I’m mostly respectful of a grandfather’s prerogative to brag on his only grandson, his daughter’s boy, but I can’t help but mention Brooks Robinson.
“Darius’ll be a better hitter,” says Dave confidently, “for sure. Still a little raw in the field, but boy he can fire that thing across the diamond. They tried to get him to try out to play quarterback for the football team in the fall, but his mother wouldn’t allow it. She’s a nurse and she runs that family like she runs that ICU, you better believe it. She’d sooner let her baby ride a bull in the rodeo than play football.”
As Darius approached his freshman year in high school the family faced a big decision. They had to decide whether to have Darius play his baseball locally and keep him close to home, or to accept an athletic scholarship to the private Wilson Classical. In the end, Darius’s mother, Linda, decided that at Wilson Classical the worst that could happen would be that Darius would receive a fine college preparatory education, regardless of whether the baseball actually led anywhere, getting the sort of help and attention that he might need to get into a university without an athletic scholarship. And so, last summer she packed up her only child and sent him away.

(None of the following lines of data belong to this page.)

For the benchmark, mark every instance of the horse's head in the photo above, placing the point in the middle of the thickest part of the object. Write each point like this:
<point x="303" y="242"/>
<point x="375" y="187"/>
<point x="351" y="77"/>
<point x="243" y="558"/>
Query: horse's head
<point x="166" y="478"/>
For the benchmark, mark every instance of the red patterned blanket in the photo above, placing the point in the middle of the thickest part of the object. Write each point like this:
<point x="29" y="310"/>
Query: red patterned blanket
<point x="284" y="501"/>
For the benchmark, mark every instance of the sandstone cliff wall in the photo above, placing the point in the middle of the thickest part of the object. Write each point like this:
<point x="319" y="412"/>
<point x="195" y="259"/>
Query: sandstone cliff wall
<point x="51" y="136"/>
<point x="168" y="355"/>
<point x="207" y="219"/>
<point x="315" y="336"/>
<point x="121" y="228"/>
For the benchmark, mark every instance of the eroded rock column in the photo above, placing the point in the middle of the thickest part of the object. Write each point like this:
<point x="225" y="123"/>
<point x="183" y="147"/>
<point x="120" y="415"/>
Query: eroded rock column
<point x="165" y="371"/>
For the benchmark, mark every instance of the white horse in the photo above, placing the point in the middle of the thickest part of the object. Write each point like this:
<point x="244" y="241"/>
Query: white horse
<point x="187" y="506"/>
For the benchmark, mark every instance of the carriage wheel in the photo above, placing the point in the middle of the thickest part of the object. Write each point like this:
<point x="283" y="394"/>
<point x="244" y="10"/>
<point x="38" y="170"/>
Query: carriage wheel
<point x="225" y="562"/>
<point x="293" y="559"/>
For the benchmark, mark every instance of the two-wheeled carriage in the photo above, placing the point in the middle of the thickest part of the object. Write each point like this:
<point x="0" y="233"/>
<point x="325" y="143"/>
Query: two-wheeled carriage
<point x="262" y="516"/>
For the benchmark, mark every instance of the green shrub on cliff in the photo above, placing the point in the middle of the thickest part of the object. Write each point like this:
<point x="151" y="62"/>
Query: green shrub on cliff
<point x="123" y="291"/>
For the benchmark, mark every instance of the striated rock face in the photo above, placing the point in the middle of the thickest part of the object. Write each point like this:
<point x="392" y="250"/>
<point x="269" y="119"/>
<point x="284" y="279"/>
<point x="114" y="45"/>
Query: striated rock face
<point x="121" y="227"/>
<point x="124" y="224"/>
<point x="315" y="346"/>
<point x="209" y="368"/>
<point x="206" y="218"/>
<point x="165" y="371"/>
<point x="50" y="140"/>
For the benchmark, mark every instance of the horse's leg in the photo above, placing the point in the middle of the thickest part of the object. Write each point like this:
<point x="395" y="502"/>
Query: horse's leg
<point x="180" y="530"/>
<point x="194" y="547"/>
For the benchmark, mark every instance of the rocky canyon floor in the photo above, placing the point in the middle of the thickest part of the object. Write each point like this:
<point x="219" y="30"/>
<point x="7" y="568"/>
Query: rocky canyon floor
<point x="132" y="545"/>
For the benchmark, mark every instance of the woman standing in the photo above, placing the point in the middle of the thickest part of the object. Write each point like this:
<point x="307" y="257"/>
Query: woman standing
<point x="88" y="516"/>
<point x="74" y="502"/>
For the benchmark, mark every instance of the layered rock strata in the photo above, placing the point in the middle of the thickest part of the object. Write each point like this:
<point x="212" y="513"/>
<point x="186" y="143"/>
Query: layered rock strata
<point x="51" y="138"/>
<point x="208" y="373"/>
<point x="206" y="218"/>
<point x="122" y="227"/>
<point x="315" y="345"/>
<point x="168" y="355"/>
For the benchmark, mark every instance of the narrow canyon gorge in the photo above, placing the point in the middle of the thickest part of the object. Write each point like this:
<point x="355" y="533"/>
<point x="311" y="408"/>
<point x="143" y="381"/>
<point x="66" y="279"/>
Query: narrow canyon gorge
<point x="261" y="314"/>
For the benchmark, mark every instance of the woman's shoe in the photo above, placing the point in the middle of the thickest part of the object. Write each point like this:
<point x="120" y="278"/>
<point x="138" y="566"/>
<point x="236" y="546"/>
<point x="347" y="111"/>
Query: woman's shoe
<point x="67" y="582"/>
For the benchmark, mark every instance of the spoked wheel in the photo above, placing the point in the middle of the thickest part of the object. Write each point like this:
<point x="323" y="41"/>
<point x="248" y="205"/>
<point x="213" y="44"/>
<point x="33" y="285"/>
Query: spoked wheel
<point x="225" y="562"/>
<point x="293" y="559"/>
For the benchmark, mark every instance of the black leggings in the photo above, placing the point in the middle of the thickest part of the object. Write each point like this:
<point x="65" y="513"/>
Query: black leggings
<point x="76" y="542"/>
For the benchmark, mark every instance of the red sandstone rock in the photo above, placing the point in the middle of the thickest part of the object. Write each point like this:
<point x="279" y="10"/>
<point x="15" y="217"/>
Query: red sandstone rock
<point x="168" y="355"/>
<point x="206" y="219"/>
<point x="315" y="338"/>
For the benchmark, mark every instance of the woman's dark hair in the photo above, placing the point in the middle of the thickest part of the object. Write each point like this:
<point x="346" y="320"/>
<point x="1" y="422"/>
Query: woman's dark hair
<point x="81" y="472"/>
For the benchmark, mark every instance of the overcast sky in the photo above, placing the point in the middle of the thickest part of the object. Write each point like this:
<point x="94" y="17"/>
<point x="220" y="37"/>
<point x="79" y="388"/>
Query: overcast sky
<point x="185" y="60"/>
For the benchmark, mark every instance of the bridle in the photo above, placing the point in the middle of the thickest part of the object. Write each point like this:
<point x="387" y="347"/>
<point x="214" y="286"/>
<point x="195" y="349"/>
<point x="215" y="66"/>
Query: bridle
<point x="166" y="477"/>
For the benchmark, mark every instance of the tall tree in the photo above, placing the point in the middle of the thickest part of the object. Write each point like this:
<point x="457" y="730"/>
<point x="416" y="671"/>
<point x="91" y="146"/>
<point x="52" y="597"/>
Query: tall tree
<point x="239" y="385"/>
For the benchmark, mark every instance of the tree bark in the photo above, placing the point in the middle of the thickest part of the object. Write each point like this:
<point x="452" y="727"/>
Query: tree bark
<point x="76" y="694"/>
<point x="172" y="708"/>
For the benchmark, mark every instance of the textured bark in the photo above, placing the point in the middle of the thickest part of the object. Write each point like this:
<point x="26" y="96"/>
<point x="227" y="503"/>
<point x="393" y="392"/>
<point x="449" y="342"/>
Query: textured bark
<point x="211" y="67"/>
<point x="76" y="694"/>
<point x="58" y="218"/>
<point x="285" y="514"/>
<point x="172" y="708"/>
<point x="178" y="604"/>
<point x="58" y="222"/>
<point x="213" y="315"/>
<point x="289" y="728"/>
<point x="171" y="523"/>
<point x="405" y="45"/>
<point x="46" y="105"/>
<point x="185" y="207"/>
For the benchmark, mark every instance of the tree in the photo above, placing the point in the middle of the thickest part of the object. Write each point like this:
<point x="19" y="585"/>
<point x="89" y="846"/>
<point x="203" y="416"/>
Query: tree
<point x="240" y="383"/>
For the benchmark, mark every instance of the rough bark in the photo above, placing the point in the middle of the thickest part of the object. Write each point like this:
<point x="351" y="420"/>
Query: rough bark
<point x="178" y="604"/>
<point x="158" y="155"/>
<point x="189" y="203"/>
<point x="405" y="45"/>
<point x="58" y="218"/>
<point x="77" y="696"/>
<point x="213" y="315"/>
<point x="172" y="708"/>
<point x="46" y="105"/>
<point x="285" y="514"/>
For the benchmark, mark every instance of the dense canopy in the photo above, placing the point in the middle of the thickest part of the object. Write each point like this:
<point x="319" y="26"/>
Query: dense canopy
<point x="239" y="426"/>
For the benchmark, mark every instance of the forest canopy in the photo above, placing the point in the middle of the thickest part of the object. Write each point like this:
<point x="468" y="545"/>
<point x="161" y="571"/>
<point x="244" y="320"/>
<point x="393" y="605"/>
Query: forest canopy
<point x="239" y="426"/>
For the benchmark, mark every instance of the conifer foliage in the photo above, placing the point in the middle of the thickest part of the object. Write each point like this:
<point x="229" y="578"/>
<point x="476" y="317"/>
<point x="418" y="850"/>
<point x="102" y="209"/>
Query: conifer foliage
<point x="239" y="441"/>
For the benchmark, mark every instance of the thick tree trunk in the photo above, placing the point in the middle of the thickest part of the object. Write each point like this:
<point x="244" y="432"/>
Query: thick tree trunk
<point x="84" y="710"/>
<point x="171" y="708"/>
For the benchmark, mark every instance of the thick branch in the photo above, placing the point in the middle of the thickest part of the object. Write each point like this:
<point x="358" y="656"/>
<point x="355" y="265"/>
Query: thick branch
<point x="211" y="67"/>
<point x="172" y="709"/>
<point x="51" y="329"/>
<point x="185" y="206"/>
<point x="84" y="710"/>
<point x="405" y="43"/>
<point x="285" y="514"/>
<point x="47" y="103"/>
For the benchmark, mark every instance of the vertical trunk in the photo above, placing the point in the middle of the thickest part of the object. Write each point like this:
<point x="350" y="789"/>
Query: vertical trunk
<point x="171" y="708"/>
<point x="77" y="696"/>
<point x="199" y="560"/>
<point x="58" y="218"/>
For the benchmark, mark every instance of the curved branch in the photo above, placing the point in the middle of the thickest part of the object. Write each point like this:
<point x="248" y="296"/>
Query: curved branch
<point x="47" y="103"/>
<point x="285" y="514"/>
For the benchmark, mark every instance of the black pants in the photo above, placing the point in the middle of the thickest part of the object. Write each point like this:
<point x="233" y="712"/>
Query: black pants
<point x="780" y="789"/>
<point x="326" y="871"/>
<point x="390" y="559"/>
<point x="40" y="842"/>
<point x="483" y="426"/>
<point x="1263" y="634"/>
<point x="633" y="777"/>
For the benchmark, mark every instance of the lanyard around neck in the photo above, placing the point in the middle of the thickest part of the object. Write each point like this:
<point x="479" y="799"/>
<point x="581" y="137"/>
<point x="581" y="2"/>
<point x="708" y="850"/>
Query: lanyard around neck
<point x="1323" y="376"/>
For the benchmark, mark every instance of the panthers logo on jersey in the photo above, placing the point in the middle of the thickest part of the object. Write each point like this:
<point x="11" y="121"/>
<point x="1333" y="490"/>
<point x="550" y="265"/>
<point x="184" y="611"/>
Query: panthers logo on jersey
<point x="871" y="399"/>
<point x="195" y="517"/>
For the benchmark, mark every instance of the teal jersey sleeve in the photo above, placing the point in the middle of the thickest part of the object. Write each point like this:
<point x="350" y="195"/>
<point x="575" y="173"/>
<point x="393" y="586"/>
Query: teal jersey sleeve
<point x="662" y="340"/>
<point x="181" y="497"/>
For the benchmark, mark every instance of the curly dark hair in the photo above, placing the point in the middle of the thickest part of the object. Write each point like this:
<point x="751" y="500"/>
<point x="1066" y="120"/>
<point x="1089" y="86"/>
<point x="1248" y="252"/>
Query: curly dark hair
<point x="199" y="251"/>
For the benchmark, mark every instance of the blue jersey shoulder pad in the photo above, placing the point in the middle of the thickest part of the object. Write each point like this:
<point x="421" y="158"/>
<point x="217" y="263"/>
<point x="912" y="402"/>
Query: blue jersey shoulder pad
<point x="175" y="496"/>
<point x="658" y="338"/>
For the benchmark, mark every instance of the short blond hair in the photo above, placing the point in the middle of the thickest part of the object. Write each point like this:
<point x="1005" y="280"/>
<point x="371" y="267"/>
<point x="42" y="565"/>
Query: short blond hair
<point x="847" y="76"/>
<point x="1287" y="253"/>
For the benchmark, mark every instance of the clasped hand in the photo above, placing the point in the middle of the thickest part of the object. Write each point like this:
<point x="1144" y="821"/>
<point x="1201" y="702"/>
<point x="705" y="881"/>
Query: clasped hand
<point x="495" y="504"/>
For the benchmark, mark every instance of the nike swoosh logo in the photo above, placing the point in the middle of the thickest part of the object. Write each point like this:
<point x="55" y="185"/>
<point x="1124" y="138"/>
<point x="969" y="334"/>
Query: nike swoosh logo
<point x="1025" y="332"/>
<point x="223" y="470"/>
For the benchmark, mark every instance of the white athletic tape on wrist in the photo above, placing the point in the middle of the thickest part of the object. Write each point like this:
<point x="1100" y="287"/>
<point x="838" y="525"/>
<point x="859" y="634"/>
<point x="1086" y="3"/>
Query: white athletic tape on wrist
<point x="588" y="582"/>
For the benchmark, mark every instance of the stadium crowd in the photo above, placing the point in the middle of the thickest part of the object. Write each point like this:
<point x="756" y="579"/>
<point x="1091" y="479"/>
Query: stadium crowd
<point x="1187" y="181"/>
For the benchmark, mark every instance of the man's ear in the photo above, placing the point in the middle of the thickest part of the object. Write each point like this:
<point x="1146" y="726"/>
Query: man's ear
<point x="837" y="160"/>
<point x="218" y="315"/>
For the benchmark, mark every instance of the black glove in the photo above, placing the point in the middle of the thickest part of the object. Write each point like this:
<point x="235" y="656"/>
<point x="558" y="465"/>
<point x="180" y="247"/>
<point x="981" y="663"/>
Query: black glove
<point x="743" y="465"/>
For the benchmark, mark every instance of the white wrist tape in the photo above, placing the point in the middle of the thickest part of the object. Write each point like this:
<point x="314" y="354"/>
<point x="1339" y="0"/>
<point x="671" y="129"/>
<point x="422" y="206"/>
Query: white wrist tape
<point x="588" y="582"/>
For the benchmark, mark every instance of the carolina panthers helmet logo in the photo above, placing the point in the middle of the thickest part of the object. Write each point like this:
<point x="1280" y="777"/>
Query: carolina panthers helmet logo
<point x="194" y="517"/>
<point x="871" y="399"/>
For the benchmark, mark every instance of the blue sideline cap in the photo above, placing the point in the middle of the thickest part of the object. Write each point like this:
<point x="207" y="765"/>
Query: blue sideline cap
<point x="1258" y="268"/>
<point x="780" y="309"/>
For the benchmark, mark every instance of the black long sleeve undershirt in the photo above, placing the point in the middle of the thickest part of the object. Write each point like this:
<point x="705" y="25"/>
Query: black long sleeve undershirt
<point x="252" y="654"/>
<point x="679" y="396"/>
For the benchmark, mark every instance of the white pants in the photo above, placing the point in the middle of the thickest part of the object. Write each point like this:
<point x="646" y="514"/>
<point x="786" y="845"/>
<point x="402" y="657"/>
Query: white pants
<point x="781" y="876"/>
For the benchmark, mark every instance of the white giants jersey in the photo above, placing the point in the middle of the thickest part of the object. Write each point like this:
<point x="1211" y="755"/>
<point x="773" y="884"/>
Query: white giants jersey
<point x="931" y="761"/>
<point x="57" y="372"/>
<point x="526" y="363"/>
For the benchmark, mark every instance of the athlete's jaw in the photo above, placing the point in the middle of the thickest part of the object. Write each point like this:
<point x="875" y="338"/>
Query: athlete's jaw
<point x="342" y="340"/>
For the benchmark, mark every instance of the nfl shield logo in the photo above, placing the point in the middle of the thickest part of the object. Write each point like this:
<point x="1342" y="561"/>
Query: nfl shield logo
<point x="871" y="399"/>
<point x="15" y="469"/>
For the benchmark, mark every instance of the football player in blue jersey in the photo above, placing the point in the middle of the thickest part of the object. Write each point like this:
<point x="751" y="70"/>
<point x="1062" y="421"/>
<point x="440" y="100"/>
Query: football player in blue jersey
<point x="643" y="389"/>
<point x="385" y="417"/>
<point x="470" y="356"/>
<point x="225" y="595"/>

Round about the same time, Dave began to pay attention to the professional baseball of the present again, dreaming of what might be in store for his grandson. Dave adopted New Orleans as his team and perhaps regretted it when they finished at the bottom of the IL-Dixie. We took in a few of the post-season games at the Hi-Lo, and witnessed the first honest-to-God world championship in the history of the sport.

Dave produces a picture of Darius. It’s his first team photo at his new school. Darius is in the middle row, hat slightly askew, unsmiling, and his eyelids look like they’re at half-mast.
“That’s his tough-guy look,” says Dave with a chuckle. “Problem is that he’s too nice a kid to pull it off. His friends call him ‘Sleepy’, you know, after the cartoon character.”
He show’s me another photo of Darius in the classic baseball card batter’s stance, staring at the camera, his brow furrowed and a look of stern concentration on his face. This expression looks genuine to me, though, and serious. This one he pulls off.
“He’s all business at the plate,” says Dave, “and never gets in too much of a hurry. Cool as a cucumber.” He taps the team photo with his forefinger, “yeah, you go on calling him ‘Sleepy’ and thinking he’s all lackadaisical. That’s when he’ll sneak up on you and boom, over the fence goes the ball. Yes, sir.” Dave nods to himself, smiling, “look out, baseball, here comes Darius,” he declares, finishing his beer in a flourish.